Guy Mitchell brings the tune the assurance of an old pop hand – even heartbreak is a bit of a chuckle for good old Guy, so in his hands it’s a stagey swoon to win over a coy could-be. And of course we fall for it – he’s so charismatic, his voice so sparkly, how could we not?
Tommy Steele gives us the fresher, more rockin’ treatment, but his record is hardly more authentic – in fact it’s bare-facedly, outrageously, preposterously mannered, and the manners in question belong entirely to one Presley, E.

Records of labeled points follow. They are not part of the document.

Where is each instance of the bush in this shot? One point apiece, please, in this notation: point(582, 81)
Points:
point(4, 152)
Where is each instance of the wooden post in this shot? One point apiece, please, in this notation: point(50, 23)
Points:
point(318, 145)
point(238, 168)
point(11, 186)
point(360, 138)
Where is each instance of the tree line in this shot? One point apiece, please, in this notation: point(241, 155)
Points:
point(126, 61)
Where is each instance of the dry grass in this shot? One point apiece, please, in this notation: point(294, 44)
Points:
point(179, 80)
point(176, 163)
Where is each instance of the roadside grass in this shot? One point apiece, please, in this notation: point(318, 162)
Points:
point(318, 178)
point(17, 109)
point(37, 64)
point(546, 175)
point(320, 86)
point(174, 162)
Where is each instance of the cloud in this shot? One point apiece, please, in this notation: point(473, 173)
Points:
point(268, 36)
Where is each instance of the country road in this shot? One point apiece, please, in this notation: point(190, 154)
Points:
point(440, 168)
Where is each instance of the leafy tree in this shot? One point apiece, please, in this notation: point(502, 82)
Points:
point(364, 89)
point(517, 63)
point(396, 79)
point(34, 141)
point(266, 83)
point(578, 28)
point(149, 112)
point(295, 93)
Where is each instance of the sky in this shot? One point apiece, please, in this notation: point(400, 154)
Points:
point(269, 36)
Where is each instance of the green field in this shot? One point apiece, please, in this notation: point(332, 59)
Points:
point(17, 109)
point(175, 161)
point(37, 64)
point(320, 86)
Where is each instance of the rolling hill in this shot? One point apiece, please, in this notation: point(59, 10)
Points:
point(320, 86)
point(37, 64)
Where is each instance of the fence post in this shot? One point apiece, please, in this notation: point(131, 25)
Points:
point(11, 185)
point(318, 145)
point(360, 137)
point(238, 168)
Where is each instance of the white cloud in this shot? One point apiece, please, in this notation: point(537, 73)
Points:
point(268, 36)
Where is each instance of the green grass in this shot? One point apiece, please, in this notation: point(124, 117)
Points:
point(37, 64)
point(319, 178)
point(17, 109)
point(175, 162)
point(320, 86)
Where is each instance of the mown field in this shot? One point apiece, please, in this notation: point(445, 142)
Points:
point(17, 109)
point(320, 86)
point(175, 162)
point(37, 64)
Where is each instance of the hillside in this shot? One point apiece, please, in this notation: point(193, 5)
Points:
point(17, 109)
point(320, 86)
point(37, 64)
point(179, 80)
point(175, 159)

Here’s how Mitchell sings the first verse of “Singing The Blues”:
Well I never felt more like sing’n’ the blues
Cos I never thought that I’d ever lose
Your love, dear
Why’d you do me this way?
And here’s how Steele sings it:
Weh-hell uhne’eh’el’orlike sinnuh blues
Cos I ne’eh’ought a’Ide’uhlose
Your love, dear
Why’cha do me this way?
Steele’s singing is not his natural voice, no, it is a very specific style he is attempting, and that style is ‘rock and roll’, as incarnated in the larynx and lips of Elvis. No consonant is safe with Steele around, words pool into one another in a shrugged gush of pre-meditated moodiness. Next to him, Guy Mitchell’s enunciations have the sharp edges and neat corners of, well, a square.
So if you wanted you could read Mitchell’s one week at the top and Steele’s two as a changing of the guard. But it’s not quite like that. Listen again to Steele’s first verse and you hear the rocker make up cracking – “your love, dear” sounds cockney; “do me this way” trails off in an arch near-falsetto. Tribute act he may have been but you can hear the Britishness creep through. Their records are very different but Mitchell and Steele have a lot in common – they’re both showbusiness lads, trying their best to make a fist of it in changing times and guess which way the wind is blowing. Tommy Steele’s guess sounds better at first, but he never had another No.1.